There are times your heart needs to catch up to your mind.  Sometimes in life we know what is for the best, but it hurts our heart to follow through.  This has happened to me a few times with the medical part of this journey.

But there are other times your mind has to catch up to your heart.

My mind was working hard dealing with, well – life.  My heart powered through each day.  No matter what, I still woke up each day and counted my blessings, grateful for my life and those around me.  And grateful for all the hats I get to wear, because I do love wearing each and every one of them.  My heart kept me focused on my long-term goals, even if my mind had to take a couple detours short-term.

I think I subconsciously blocked all my normal outlets as a way of forcing myself to dig deeper.  And that’s ok, because when we have to dig deeper we bounce back farther.  Sometimes it’s totally ok to let your bike collect a little dust.  For me it was life’s way of letting me know that I needed to take a break – and while it seemed like my bike was collecting dust it was really getting a tune-up and upgrade.  I have a lot more room now to fit both myself and all my hats.

So, if you have ever found yourself just feeling disconnected, don’t really know why, and are having trouble getting back into the swing of things, don’t be too hard on yourself.  Keep trying and keep your long-term goals close to your heart.  Sometimes parts of our body and soul just need a little R&R so we can become a better version of our self.  Keep the faith and you’ll end up with a bigger, faster, shinier bike to ride.

5 thoughts on “My Bike Needed A Tune Up

  1. Hi AliceAnn.
    I read your article and there were so many things I could relate to. I have been reading your blog posts and followed Jameson´s Journey on Facebook ever since I saw a beautiful picture of Jameson when I was surfing the internet. I fell instantly in love with this beautiful boy of yours and love watching his pictures and your story of the whole family. I cried when the beautiful picture I had first seen was turned to cruel meme on the internet but admired how you responded. I have learned so much of Pfeiffer syndrome from reading your blog. I am an pediatric nurse and worked for many years in the Children´s hospital in Iceland. I have retired now due to health problems but being retired have finally given me time to take out my own “bike”. Thank you so much for giving me the opportunity to watch and read about Jameson´s journey. I hope that everything will go well with your pregnancy. Having twins is a wonderful experience ( I have twins boys ) My best wishes to you and your family.
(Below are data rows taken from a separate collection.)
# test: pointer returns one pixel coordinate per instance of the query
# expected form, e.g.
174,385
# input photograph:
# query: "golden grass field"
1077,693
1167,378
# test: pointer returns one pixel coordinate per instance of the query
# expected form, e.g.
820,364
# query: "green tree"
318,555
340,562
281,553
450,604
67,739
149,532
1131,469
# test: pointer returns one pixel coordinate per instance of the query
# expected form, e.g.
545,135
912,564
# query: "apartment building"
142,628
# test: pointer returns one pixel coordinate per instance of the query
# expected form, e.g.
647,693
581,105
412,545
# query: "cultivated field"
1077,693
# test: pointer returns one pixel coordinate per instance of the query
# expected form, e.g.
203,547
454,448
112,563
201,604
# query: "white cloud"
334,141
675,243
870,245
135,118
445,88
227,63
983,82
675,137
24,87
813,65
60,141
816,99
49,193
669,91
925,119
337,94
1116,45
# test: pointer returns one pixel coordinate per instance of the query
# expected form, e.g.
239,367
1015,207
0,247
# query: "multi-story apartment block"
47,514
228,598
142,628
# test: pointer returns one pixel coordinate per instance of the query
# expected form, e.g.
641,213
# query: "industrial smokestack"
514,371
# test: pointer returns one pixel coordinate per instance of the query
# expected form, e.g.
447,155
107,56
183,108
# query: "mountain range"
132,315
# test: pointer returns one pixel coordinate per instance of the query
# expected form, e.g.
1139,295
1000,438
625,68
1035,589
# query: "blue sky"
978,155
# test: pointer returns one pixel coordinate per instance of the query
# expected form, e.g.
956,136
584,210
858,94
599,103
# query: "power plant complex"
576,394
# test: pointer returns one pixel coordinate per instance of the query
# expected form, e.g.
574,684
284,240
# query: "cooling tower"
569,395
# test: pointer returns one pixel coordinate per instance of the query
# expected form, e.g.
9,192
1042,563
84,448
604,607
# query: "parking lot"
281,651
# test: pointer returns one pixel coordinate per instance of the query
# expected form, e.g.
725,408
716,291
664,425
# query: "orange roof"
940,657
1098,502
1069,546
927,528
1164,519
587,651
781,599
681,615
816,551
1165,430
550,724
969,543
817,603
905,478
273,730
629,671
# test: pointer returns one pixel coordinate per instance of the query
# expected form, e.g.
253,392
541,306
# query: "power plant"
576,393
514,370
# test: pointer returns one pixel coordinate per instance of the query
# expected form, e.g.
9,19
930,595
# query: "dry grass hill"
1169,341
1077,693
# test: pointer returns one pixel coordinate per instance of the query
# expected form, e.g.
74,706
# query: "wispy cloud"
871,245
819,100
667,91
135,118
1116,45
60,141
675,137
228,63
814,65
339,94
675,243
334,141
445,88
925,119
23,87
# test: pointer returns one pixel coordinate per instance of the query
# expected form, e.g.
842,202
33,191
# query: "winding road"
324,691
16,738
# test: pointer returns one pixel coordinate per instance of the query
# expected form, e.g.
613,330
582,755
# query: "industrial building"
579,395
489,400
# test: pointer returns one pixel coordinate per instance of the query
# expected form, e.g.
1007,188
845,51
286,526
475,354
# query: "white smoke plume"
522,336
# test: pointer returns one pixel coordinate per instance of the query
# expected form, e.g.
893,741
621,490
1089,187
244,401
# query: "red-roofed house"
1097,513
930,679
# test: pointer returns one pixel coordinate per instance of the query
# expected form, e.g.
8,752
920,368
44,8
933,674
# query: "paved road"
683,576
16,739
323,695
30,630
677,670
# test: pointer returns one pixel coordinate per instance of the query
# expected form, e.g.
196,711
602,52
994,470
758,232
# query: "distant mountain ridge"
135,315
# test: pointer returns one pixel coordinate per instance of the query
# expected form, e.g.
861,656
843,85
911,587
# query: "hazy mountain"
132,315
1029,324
    1. Thank you, I actually teared up reading your message! 💓. The pregnancy went well, delivery went great and only twin A needed about 6-8 hours in the NICU – the twins (boys as well!) were born April 28th!

      1. Congratulations to you all. I am so glad to hear that everything went well <3 Thank you for letting me know.

  2. Ms. Meyer —

    I am glad to see you’ve returned to writing. Just last week, my teenage son made me aware of the meme and the Washington Post story that recounted your response to the meme. I found the Post story, and the full blog post you wrote in response to the meme, to be inspiring. I teach college-level writing in a communications program and think the story will make an excellent media ethics case, as well as a cautionary tale for my students about using their powers of communicating compassionately. Most importantly, as a father, I have been deeply moved by your overall story and your efforts not only to educate people but also the tremendous love for your family that you broadcast so clearly. Thank you for sharing your story; I hope you continue to do so.
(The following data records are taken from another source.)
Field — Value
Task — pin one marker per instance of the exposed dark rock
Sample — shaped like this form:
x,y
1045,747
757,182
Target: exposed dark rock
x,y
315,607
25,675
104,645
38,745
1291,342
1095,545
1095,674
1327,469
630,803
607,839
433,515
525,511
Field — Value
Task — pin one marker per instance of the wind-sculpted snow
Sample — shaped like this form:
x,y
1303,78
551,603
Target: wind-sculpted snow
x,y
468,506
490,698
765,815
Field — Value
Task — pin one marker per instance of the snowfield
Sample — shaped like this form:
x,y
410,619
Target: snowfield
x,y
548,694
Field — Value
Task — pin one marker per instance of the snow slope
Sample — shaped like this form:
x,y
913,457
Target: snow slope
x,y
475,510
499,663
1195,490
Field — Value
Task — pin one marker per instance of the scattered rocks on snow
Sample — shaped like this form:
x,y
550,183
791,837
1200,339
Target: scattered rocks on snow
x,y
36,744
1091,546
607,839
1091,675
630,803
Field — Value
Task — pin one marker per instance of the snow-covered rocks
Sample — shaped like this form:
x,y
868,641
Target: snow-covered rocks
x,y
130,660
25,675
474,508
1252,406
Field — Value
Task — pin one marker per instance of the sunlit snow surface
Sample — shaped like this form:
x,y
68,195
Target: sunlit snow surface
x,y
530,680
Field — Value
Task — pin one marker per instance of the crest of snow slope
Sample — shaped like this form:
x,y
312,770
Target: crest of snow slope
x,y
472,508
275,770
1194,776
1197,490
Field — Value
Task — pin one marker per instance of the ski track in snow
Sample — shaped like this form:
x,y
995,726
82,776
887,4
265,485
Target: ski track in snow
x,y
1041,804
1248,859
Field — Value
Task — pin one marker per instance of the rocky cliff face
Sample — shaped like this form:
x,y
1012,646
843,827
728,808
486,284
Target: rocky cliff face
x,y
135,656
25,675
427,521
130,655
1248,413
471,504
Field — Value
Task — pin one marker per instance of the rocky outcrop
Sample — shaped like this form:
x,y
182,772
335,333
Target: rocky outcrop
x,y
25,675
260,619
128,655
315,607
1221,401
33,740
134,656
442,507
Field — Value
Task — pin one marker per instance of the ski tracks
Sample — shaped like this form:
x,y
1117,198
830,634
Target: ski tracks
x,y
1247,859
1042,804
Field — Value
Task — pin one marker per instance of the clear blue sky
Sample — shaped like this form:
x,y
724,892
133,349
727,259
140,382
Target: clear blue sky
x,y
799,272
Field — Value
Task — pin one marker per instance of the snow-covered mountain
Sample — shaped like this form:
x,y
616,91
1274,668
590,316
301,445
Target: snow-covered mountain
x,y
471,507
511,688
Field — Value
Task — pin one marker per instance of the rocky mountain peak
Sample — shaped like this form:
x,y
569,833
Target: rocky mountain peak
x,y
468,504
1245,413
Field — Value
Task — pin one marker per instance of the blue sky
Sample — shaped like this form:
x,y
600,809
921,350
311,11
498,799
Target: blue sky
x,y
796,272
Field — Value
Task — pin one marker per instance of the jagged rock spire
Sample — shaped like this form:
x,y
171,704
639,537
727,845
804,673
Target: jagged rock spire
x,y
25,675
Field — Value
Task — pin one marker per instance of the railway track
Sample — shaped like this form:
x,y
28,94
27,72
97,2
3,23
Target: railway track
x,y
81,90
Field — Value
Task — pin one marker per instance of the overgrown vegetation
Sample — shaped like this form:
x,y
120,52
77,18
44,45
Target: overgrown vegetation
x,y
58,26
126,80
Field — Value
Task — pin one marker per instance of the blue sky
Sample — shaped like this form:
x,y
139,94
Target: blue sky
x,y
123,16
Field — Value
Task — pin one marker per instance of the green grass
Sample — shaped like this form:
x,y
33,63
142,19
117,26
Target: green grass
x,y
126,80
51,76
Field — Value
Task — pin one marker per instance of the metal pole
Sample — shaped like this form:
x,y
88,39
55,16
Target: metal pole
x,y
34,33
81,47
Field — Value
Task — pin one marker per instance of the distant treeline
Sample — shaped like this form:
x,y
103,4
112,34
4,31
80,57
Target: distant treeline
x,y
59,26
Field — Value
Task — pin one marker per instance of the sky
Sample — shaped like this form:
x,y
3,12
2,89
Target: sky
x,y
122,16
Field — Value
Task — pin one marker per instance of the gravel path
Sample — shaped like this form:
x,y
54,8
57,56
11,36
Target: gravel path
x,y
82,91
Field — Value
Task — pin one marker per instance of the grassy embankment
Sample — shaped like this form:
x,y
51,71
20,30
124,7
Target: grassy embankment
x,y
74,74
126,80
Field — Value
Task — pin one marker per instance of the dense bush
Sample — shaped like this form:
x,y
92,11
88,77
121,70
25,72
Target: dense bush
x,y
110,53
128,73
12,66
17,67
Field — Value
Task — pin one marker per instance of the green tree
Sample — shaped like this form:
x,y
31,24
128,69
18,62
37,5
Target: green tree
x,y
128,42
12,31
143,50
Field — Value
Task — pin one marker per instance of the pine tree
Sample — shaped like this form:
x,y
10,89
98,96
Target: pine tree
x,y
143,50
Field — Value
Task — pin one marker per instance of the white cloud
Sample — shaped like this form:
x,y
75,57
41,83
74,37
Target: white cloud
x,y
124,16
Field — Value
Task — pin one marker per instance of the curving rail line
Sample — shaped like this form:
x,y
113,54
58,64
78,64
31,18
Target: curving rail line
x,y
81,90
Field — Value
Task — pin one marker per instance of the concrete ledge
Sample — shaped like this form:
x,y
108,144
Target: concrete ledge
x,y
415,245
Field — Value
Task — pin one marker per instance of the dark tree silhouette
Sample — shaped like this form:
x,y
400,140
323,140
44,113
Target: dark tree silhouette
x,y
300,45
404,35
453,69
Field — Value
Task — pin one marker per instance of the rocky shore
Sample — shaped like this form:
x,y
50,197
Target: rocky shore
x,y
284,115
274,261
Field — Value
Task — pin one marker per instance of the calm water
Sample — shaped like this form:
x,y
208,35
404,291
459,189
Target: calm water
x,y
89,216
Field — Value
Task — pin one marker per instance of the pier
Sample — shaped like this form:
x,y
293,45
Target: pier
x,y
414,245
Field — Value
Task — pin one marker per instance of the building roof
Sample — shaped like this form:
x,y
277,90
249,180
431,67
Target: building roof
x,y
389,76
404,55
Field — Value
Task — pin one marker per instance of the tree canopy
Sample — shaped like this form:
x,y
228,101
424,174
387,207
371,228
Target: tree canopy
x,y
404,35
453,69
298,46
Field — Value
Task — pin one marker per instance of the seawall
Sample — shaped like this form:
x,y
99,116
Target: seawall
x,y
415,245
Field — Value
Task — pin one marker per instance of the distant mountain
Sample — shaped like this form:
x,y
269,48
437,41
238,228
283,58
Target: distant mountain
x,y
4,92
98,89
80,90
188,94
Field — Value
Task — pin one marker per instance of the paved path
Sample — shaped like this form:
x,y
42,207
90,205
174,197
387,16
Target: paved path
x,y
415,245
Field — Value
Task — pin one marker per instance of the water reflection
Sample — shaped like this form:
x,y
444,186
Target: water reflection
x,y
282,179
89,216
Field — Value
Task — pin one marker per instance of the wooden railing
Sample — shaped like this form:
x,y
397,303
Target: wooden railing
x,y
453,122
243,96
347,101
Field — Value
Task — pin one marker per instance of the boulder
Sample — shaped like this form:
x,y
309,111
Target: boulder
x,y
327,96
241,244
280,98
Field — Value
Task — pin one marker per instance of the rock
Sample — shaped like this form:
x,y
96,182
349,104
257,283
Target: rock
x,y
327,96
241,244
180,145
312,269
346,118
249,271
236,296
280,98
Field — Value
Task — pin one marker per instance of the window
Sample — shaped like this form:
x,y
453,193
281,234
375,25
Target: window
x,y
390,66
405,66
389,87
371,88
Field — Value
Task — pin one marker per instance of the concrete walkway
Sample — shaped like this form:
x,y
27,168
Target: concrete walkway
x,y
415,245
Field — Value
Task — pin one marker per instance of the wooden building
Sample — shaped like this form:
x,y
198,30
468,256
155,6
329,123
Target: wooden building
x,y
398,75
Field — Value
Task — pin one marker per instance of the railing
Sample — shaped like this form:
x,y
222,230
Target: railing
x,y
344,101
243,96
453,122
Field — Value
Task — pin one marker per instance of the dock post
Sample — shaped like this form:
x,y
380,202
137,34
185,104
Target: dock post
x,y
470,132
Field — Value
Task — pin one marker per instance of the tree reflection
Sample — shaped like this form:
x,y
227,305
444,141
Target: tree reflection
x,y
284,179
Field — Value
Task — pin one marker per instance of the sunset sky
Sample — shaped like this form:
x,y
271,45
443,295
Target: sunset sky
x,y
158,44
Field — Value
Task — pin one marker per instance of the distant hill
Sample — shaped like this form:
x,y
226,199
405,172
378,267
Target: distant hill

    1. Thank you for your kind words Chris. I would’ve never imagined being where we are in the sense that we would reach so many people in a positive way through something so ugly. Being Jameson’s mother as taught me so much, but the entire experience of the meme taught me so much more, about myself and others, both good and bad. It’s an honor to share our story, and I’m honored your son was touched enough to share the story with you, and even more so if it was used as a teaching tool for you. You’ll have to keep me posted if you apply it in your classroom! I can hope and imagine that some of your students will be moved enough to, as you put, communicate compassionately ❤.